Par ailleurs, en utilisant systématiquement et régulièrement les
violations du système de distribution sélective commises par un ou
plusieurs détaillants agréés, la défenderesse se rendrait coupable de
parasitisme, acte déloyal au sens de l'art. 2 LCD. Cette attitude
réaliserait au surplus les conditions d'application de l'art. 5 let.
b LCD, qualifiant de déloyale l'exploitation d'une prestation
d'autrui. Enfin, le comportement de la défenderesse serait également
déloyal au regard de la jurisprudence rendue sous l'ancienne loi
fédérale sur la concurrence déloyale (aLCD). En effet, la vente de
produits Chanel dans les magasins EPA est entourée de circonstances
aggravantes - comme l'altération de la marque et de l'emballage ou
encore la suppression des numéros de contrôle et du prospectus -,
propres à mettre en danger le bon renom de la marque.
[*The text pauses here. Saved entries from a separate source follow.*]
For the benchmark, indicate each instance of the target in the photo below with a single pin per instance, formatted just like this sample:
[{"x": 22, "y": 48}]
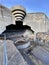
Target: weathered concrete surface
[
  {"x": 14, "y": 56},
  {"x": 37, "y": 21},
  {"x": 42, "y": 54}
]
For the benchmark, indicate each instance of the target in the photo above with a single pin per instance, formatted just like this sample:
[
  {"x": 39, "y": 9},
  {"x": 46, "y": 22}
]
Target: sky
[{"x": 30, "y": 5}]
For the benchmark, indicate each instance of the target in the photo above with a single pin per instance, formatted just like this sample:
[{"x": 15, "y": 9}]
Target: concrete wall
[
  {"x": 5, "y": 18},
  {"x": 37, "y": 21}
]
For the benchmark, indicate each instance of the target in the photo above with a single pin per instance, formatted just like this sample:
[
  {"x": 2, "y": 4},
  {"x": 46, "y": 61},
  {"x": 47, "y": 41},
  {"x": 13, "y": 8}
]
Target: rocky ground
[{"x": 36, "y": 54}]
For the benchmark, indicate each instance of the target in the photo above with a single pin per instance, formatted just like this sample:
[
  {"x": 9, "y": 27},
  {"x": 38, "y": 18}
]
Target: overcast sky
[{"x": 30, "y": 5}]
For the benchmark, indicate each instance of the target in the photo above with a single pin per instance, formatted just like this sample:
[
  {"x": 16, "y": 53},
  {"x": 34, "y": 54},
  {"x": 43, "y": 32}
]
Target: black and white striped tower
[{"x": 19, "y": 12}]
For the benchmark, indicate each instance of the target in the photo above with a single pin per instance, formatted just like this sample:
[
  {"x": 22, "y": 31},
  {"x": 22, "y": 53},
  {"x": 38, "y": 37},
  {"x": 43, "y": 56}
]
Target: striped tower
[{"x": 19, "y": 12}]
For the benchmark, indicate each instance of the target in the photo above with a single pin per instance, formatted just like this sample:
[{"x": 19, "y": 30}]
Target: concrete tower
[{"x": 19, "y": 12}]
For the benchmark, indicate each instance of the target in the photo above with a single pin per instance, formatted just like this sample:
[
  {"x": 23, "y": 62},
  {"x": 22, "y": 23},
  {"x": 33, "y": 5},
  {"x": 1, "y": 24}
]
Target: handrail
[{"x": 5, "y": 58}]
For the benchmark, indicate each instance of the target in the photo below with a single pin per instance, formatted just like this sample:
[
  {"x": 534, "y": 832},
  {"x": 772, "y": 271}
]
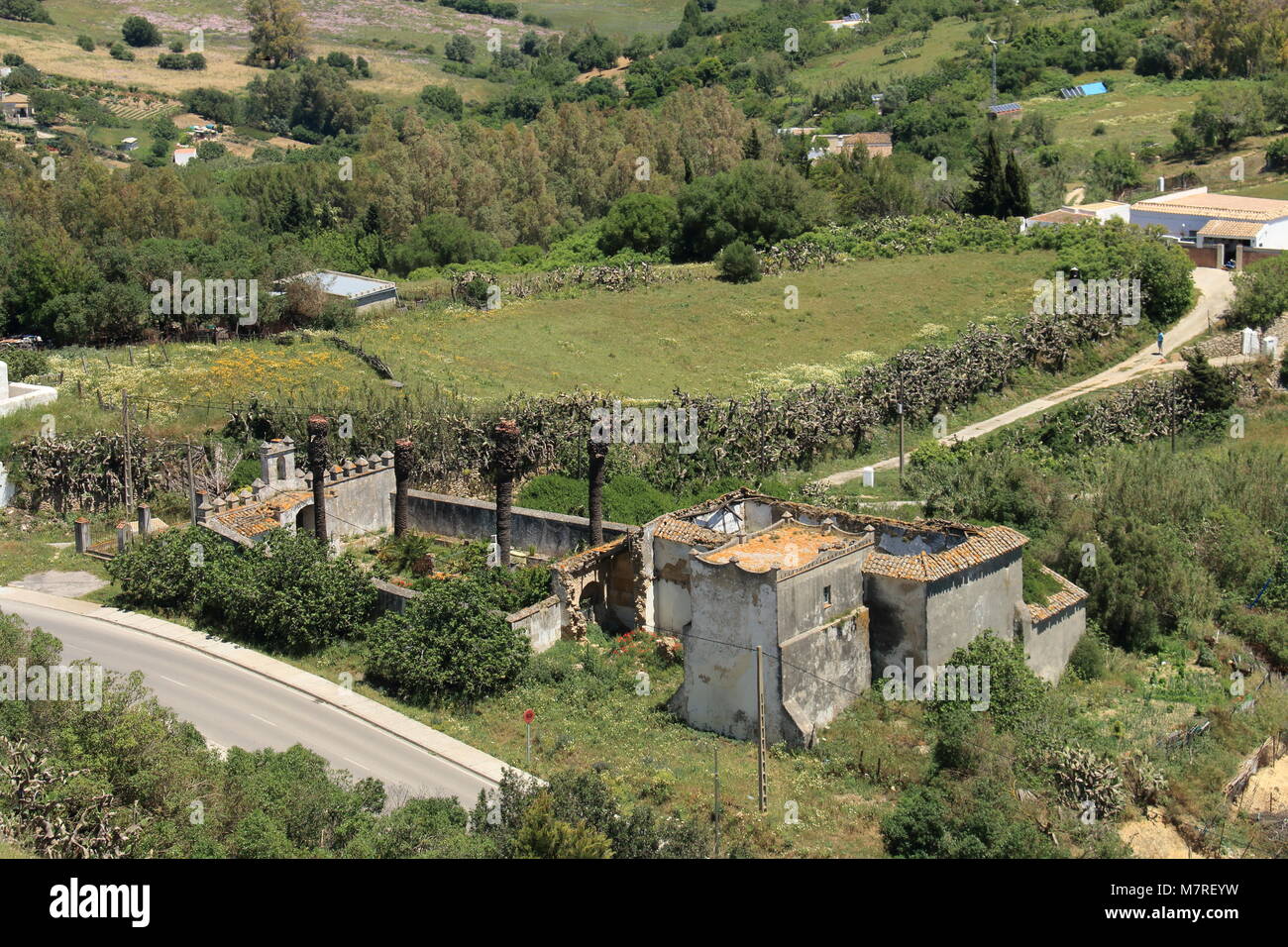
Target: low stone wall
[
  {"x": 26, "y": 395},
  {"x": 542, "y": 622},
  {"x": 391, "y": 598},
  {"x": 1205, "y": 256},
  {"x": 549, "y": 534}
]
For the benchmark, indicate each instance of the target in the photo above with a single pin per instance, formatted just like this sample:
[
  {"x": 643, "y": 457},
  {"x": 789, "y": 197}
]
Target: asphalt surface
[{"x": 233, "y": 706}]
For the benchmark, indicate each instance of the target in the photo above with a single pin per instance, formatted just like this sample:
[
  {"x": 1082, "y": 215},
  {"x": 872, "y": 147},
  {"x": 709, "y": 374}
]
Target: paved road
[
  {"x": 1216, "y": 290},
  {"x": 233, "y": 706}
]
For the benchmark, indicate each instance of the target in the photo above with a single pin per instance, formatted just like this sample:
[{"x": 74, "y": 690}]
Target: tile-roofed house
[
  {"x": 982, "y": 545},
  {"x": 833, "y": 599},
  {"x": 1207, "y": 218},
  {"x": 16, "y": 108}
]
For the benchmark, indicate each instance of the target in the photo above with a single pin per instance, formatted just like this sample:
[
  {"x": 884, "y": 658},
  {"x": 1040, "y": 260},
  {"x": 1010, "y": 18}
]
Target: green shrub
[
  {"x": 738, "y": 263},
  {"x": 165, "y": 570},
  {"x": 25, "y": 364},
  {"x": 1038, "y": 583},
  {"x": 555, "y": 493},
  {"x": 1087, "y": 659},
  {"x": 446, "y": 646},
  {"x": 287, "y": 592}
]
7.- Comme l'aLCD, la LCD fournit tout d'abord une définition
générale du comportement déloyal (art. 2) avant de dresser une liste
exemplative de cas de concurrence déloyale (art. 3 à 8). L'art. 2 LCD
qualifie de déloyal et illicite tout comportement ou pratique
commercial qui est trompeur ou qui contrevient de toute autre manière
aux règles de la bonne foi et qui influe sur les rapports entre
concurrents ou entre fournisseurs et clients. Pour sa part, l'art.
1er al. 1 aLCD considérait comme déloyal tout abus de la concurrence
économique résultant d'une tromperie ou d'un autre procédé contraire
aux règles de la bonne foi.
L'arrêt "Dior" déjà cité présente un état de fait similaire à la
présente espèce. Prononcé le 24 mars 1988, le même jour que deux
autres arrêts non publiés dans les causes C.467/1987 et C.487/1987
("Jil Sander"), il a été rendu en application de l'ancien droit; le
nouveau droit, entré en vigueur trois semaines plus tôt, a toutefois
été pris en compte pour interpréter l'aLCD, en particulier pour mieux
discerner la frontière entre concurrence licite et concurrence
déloyale au sens de la clause générale (ATF 114 II 91 consid. 1 p.
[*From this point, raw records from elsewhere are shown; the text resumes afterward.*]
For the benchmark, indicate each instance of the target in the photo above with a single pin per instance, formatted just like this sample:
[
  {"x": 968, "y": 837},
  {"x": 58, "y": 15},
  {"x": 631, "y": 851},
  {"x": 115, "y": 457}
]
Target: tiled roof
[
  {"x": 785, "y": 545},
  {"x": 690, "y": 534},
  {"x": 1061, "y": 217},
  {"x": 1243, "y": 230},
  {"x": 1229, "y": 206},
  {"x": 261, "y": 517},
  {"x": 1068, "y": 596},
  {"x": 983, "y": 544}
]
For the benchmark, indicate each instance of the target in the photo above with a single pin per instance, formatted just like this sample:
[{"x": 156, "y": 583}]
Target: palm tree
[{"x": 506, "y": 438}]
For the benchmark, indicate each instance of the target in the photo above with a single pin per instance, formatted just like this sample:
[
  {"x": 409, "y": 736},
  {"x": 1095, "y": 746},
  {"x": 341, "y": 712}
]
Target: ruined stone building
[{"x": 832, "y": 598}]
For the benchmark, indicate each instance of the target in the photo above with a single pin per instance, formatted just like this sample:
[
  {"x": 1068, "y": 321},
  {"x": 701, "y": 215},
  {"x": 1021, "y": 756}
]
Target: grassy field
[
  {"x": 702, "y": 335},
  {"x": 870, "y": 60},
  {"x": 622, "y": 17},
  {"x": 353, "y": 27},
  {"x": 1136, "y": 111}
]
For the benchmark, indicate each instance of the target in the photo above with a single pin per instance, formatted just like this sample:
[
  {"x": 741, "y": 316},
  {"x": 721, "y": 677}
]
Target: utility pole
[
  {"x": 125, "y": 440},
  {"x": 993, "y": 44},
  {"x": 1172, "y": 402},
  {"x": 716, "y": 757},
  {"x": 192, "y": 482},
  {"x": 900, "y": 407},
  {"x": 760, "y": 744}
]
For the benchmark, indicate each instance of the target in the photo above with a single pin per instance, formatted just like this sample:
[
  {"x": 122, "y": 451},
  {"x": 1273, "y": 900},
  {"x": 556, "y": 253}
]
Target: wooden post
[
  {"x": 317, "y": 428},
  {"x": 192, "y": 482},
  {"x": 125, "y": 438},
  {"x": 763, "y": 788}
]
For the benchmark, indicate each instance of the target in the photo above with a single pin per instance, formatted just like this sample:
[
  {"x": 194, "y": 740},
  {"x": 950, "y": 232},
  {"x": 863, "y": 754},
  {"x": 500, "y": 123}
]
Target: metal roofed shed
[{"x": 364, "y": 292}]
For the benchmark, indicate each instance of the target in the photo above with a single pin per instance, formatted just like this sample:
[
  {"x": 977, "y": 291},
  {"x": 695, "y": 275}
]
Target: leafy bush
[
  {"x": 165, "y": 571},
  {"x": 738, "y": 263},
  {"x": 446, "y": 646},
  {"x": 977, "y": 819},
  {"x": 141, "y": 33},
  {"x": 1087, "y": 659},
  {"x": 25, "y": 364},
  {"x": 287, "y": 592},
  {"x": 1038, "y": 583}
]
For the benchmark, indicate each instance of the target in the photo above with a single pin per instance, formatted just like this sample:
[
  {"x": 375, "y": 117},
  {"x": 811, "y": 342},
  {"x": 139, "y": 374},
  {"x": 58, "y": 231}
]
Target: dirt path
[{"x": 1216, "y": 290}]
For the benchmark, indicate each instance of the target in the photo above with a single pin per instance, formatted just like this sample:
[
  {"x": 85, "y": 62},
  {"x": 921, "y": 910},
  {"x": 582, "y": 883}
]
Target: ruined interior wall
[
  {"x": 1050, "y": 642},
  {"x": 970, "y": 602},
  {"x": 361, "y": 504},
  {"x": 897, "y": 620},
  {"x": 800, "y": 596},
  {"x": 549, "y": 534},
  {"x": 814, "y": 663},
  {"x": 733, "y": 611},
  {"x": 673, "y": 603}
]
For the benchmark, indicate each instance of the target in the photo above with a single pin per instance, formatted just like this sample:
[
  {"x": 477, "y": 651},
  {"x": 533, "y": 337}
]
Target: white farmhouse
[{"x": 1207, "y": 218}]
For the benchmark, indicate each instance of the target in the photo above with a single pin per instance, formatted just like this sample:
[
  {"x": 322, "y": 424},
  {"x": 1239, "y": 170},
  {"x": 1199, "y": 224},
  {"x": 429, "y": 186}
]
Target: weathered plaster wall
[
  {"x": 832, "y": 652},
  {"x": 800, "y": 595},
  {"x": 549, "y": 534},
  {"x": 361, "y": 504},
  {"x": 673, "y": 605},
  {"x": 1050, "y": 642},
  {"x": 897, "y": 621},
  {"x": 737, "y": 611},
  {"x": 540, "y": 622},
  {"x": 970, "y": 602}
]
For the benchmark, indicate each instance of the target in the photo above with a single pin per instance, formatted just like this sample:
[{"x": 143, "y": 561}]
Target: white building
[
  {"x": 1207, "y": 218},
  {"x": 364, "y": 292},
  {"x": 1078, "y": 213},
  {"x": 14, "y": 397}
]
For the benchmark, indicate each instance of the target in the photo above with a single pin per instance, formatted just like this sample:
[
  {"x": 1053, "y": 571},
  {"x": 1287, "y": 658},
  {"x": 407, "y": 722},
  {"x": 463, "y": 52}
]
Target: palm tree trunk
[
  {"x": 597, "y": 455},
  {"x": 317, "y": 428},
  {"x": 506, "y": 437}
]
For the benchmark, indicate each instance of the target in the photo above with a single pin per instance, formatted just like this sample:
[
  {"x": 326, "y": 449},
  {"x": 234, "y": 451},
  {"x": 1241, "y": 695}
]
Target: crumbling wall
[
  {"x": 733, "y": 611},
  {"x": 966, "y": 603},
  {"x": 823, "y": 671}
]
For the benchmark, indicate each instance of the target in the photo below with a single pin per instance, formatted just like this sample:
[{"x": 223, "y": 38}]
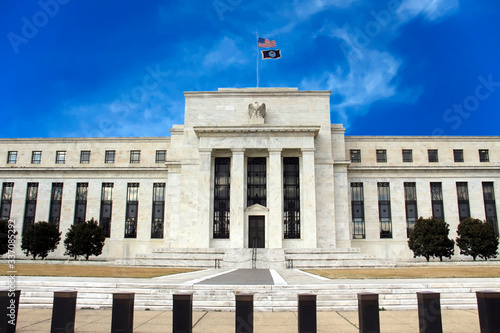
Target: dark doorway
[{"x": 256, "y": 231}]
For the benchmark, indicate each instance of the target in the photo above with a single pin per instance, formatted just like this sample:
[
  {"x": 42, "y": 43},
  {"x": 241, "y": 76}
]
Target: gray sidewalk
[
  {"x": 87, "y": 320},
  {"x": 454, "y": 321}
]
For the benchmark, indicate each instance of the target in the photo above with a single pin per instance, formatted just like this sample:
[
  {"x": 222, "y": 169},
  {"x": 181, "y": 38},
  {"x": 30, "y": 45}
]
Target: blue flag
[{"x": 271, "y": 54}]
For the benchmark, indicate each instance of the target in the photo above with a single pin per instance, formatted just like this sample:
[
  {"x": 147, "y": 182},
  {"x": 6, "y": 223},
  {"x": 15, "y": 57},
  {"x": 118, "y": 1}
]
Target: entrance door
[{"x": 256, "y": 231}]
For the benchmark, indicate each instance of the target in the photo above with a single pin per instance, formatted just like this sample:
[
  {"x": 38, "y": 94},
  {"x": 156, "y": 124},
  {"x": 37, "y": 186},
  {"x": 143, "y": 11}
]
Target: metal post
[
  {"x": 488, "y": 308},
  {"x": 429, "y": 312},
  {"x": 244, "y": 313},
  {"x": 182, "y": 313},
  {"x": 9, "y": 302},
  {"x": 122, "y": 316},
  {"x": 307, "y": 313},
  {"x": 63, "y": 311},
  {"x": 369, "y": 319}
]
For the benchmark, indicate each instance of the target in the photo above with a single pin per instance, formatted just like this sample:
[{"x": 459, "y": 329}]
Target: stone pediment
[
  {"x": 256, "y": 209},
  {"x": 228, "y": 131}
]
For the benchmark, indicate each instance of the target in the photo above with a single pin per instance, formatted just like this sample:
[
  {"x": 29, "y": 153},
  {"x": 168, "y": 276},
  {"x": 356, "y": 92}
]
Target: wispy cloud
[
  {"x": 370, "y": 77},
  {"x": 304, "y": 8},
  {"x": 225, "y": 54},
  {"x": 431, "y": 9},
  {"x": 153, "y": 115}
]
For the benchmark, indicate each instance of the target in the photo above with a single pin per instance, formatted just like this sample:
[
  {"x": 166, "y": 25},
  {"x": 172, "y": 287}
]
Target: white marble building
[{"x": 261, "y": 167}]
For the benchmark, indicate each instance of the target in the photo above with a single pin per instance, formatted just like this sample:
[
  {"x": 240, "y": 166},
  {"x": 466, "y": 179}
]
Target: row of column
[{"x": 274, "y": 217}]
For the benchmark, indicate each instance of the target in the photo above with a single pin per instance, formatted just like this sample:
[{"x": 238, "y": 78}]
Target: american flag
[{"x": 264, "y": 42}]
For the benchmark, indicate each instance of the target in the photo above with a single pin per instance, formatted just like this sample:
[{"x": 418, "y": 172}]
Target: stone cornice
[
  {"x": 424, "y": 169},
  {"x": 261, "y": 92},
  {"x": 373, "y": 138},
  {"x": 204, "y": 131}
]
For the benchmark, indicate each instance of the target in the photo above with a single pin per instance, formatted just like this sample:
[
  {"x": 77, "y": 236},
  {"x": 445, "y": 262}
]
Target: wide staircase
[{"x": 339, "y": 295}]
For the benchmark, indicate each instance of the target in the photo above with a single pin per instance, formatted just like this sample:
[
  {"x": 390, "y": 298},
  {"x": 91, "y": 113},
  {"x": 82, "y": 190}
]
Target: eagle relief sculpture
[{"x": 257, "y": 111}]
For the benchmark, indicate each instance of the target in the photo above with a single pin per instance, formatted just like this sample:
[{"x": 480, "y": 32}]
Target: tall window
[
  {"x": 411, "y": 207},
  {"x": 381, "y": 155},
  {"x": 7, "y": 190},
  {"x": 222, "y": 184},
  {"x": 490, "y": 205},
  {"x": 355, "y": 155},
  {"x": 463, "y": 201},
  {"x": 60, "y": 157},
  {"x": 158, "y": 210},
  {"x": 36, "y": 157},
  {"x": 484, "y": 155},
  {"x": 458, "y": 155},
  {"x": 432, "y": 155},
  {"x": 135, "y": 156},
  {"x": 358, "y": 210},
  {"x": 131, "y": 215},
  {"x": 161, "y": 156},
  {"x": 12, "y": 157},
  {"x": 55, "y": 203},
  {"x": 109, "y": 156},
  {"x": 85, "y": 156},
  {"x": 256, "y": 181},
  {"x": 81, "y": 202},
  {"x": 30, "y": 207},
  {"x": 291, "y": 197},
  {"x": 407, "y": 155},
  {"x": 106, "y": 208},
  {"x": 437, "y": 201},
  {"x": 384, "y": 210}
]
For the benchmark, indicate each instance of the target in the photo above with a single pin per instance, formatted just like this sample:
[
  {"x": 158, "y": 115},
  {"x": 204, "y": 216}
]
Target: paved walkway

94). Tout en reconnaissant le caractère licite du système de
distribution sélective, le Tribunal fédéral a rejeté l'argument selon
lequel n'importe quelle atteinte à un tel réseau serait illicite
(même arrêt consid. 2 p. 95). Il a constaté ensuite que la partie
défenderesse ne pouvait vendre des produits Dior que si des
partenaires de la maison Dior violaient leurs obligations
contractuelles envers celle-ci. Après un examen approfondi, il est
parvenu à la conclusion, conforme à une jurisprudence constante et à
la doctrine dominante, qu'une atteinte portée par un tiers à des
droits relatifs ne constituait un acte de concurrence déloyale au
sens de l'art. 1er al. 1 aLCD que si des circonstances particulières
faisaient apparaître le comportement du tiers comme contraire aux
règles de la bonne foi (même arrêt consid. 4a/dd p. 100/101). La
simple exploitation de la violation d'engagements contractuels liés à
un réseau de distribution fermé n'est dès lors pas contraire à l'art.
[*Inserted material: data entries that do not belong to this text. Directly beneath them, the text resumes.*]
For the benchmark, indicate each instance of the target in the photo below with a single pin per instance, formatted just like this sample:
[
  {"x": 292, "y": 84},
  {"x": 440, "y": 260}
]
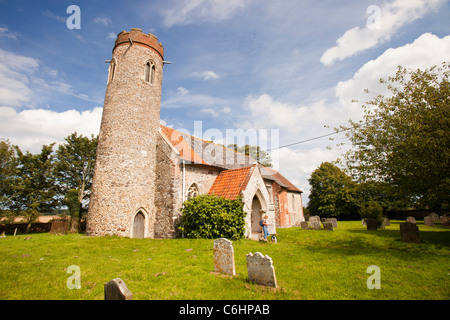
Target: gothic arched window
[{"x": 192, "y": 191}]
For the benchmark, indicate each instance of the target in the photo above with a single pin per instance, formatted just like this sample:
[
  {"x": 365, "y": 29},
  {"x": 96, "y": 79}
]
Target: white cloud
[
  {"x": 423, "y": 53},
  {"x": 15, "y": 76},
  {"x": 186, "y": 12},
  {"x": 30, "y": 129},
  {"x": 4, "y": 32},
  {"x": 393, "y": 16},
  {"x": 206, "y": 75},
  {"x": 104, "y": 21}
]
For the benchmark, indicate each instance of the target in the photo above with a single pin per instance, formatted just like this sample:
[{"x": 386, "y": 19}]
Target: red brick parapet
[{"x": 137, "y": 36}]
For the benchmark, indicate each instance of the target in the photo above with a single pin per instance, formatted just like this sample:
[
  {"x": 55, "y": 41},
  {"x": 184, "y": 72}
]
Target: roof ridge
[{"x": 211, "y": 142}]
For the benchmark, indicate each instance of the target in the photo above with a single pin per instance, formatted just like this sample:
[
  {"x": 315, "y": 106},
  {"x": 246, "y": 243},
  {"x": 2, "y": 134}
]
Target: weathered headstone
[
  {"x": 428, "y": 221},
  {"x": 327, "y": 225},
  {"x": 372, "y": 224},
  {"x": 445, "y": 220},
  {"x": 224, "y": 256},
  {"x": 304, "y": 225},
  {"x": 411, "y": 219},
  {"x": 435, "y": 217},
  {"x": 260, "y": 270},
  {"x": 116, "y": 289},
  {"x": 333, "y": 221},
  {"x": 314, "y": 223},
  {"x": 409, "y": 232}
]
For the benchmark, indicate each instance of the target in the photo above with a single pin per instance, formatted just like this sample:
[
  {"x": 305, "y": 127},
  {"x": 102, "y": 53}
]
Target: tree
[
  {"x": 333, "y": 193},
  {"x": 35, "y": 191},
  {"x": 8, "y": 174},
  {"x": 255, "y": 152},
  {"x": 74, "y": 170},
  {"x": 404, "y": 138}
]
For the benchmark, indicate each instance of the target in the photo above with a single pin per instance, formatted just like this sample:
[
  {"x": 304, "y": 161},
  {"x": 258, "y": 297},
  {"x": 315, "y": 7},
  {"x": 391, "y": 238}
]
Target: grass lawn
[{"x": 309, "y": 264}]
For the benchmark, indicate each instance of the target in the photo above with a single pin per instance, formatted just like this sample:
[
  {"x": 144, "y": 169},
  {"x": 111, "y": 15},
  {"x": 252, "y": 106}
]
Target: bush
[
  {"x": 211, "y": 217},
  {"x": 373, "y": 210}
]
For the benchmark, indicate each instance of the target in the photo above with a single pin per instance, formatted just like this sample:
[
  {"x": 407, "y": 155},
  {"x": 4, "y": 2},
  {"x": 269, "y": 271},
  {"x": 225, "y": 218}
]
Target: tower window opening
[
  {"x": 112, "y": 70},
  {"x": 149, "y": 73}
]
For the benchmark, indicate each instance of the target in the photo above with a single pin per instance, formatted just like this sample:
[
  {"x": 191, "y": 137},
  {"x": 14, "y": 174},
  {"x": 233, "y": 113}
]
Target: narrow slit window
[
  {"x": 152, "y": 78},
  {"x": 147, "y": 72},
  {"x": 112, "y": 70}
]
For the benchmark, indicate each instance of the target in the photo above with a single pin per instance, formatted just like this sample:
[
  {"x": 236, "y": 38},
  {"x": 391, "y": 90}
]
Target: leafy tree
[
  {"x": 8, "y": 174},
  {"x": 255, "y": 152},
  {"x": 34, "y": 192},
  {"x": 207, "y": 216},
  {"x": 74, "y": 170},
  {"x": 333, "y": 193},
  {"x": 404, "y": 139}
]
1er al. 1 aLCD (même arrêt consid. 4b p. 101 et les arrêts cités). Le
Tribunal fédéral a nié au surplus l'existence de circonstances
propres à rendre un comportement contraire à la bonne foi en cas
d'enlèvement des codes de contrôle, pour autant que la qualité de la
marchandise ne subisse pas de modifications ou que le fabricant ne
puisse pas faire valoir un intérêt digne de protection à une
présentation intacte de son produit (même arrêt consid. 5a p. 103;
cf. également ATF 86 II 108 consid. 2a p. 112). De même, le maintien,
sur les produits importés parallèlement, de la mention selon
8.- Avant d'examiner si la jurisprudence relative à la clause
générale reste valable sous l'empire du nouveau droit, il convient de
se demander si le comportement reproché à la défenderesse ne tombe
pas sous le coup d'une disposition spéciale, soit l'art. 4 let. a LCD
ou, comme les demanderesses le prétendent, l'art. 5 let. b LCD.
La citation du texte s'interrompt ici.